I have the same issue with House Price prediction Kaggle.
I’m trying to get around this by adding 1 fake row with np.NaN values where at least 1 value is NaN in the whole training+test set and the rest values are modes of the training set.
df_all = df.append(df_test)
display_all(df_all.isnull().sum().sort_index()/len(df_all))
dep_var = ‘SalePrice’
nas = df_all.isnull().sum()
nas[dep_var] = 0
nas
df_mode = df.mode(axis=0,dropna=False)
df_mode
fake_nan_row = np.where(nas == 0, df_mode, np.NaN)
pd.DataFrame(fake_nan_row)
Tried adding the fake_nan_row to training data, but when doing
to_test = to.valid.new(df_test)
m.predict(to_test.xs)
it shows KeyError: “[‘MasVnrArea_na’, ‘BsmtFinSF2_na’, ‘BsmtFinSF1_na’, ‘BsmtUnfSF_na’, ‘LotFrontage_na’, ‘GarageArea_na’, ‘GarageYrBlt_na’, ‘TotalBsmtSF_na’] not in index”
even if I add the fake_nan_row to the test dataset.
Edit:
It turns out that sklearn doesn’t keep the columns dropped during feature importance step, so we have to drop the same columns as in previous steps:
dls = to.dataloaders()
test_dl = dls.test_dl(df_test)
m.predict(test_dl.dataset.xs[to_keep].drop(to_drop, axis=1))

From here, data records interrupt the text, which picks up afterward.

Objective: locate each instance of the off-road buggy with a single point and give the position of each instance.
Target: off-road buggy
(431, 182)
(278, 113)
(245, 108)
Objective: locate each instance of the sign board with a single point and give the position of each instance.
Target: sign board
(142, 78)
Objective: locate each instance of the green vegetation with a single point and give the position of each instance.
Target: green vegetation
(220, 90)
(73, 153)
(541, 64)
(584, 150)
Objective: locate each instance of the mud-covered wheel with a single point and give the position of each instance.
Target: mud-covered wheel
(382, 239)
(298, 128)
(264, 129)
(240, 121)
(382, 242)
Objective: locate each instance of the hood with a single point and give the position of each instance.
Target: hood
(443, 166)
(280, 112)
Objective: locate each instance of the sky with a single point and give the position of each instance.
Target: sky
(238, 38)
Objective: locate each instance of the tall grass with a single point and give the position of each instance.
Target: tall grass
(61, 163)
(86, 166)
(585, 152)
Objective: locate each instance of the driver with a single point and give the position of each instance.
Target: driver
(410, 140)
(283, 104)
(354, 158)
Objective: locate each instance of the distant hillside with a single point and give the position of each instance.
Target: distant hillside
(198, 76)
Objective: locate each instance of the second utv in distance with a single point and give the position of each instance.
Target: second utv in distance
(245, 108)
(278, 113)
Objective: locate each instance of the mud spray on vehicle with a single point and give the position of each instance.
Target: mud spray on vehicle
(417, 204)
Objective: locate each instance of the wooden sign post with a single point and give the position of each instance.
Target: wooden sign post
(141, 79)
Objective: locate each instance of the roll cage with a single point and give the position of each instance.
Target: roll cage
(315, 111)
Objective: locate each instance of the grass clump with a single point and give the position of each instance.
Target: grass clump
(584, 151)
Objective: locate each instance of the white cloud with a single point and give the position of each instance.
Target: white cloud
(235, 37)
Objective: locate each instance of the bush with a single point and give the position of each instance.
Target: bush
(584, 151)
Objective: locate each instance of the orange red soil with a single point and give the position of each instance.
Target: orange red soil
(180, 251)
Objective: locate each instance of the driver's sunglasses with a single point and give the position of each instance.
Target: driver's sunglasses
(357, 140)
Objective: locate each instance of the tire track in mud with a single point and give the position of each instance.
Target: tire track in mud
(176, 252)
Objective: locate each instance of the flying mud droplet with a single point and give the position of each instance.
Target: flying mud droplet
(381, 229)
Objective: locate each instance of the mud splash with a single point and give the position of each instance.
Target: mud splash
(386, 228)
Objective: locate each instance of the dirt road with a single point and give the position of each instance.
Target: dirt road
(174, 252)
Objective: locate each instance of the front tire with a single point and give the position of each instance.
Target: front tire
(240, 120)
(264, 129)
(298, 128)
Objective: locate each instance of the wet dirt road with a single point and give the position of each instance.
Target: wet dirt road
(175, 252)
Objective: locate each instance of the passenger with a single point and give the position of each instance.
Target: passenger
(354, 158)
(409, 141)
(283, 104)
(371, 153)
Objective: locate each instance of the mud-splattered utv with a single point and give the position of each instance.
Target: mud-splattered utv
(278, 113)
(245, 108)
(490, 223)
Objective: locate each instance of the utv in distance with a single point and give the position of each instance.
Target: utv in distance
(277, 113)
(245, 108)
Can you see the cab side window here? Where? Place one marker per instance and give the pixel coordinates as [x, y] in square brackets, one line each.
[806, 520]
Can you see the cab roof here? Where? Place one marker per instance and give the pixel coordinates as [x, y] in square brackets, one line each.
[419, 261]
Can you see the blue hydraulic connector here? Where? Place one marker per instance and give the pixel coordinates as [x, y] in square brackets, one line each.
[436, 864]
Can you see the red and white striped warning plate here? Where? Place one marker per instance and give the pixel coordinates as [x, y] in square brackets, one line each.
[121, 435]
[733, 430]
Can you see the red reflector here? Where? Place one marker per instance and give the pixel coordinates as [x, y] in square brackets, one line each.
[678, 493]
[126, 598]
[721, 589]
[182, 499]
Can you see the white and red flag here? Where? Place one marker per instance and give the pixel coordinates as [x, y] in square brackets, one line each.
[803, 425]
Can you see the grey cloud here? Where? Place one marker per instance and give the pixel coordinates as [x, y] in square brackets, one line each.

Adding just 1 row with NaNs to training data works, though if I remove it, I get an error:
AssertionError: nan values in BsmtFinSF1
but not in setup training set
Also, if I run without the fake NaN row in training:
to_test = to.valid.new(df_test)
m.predict(to_test.xs[to_keep].drop(to_drop, axis=1))
I get an error:
KeyError: “[‘MasVnrArea_na’, ‘LotFrontage_na’, ‘GarageYrBlt_na’] not in index”
Which is not related to sklearn, but happens just by calling to_test.xs
Which means that for some reason,
to_test = to.valid.new(df_test)
doesn’t work properly with autogenerated NaN columns.
So, my guess is that I have to add a fake row with NaN values to my training data to have all of the possible columns available for the Random Forest.
I don’t know if there is a more elegant way to do it with dataloaders automatically.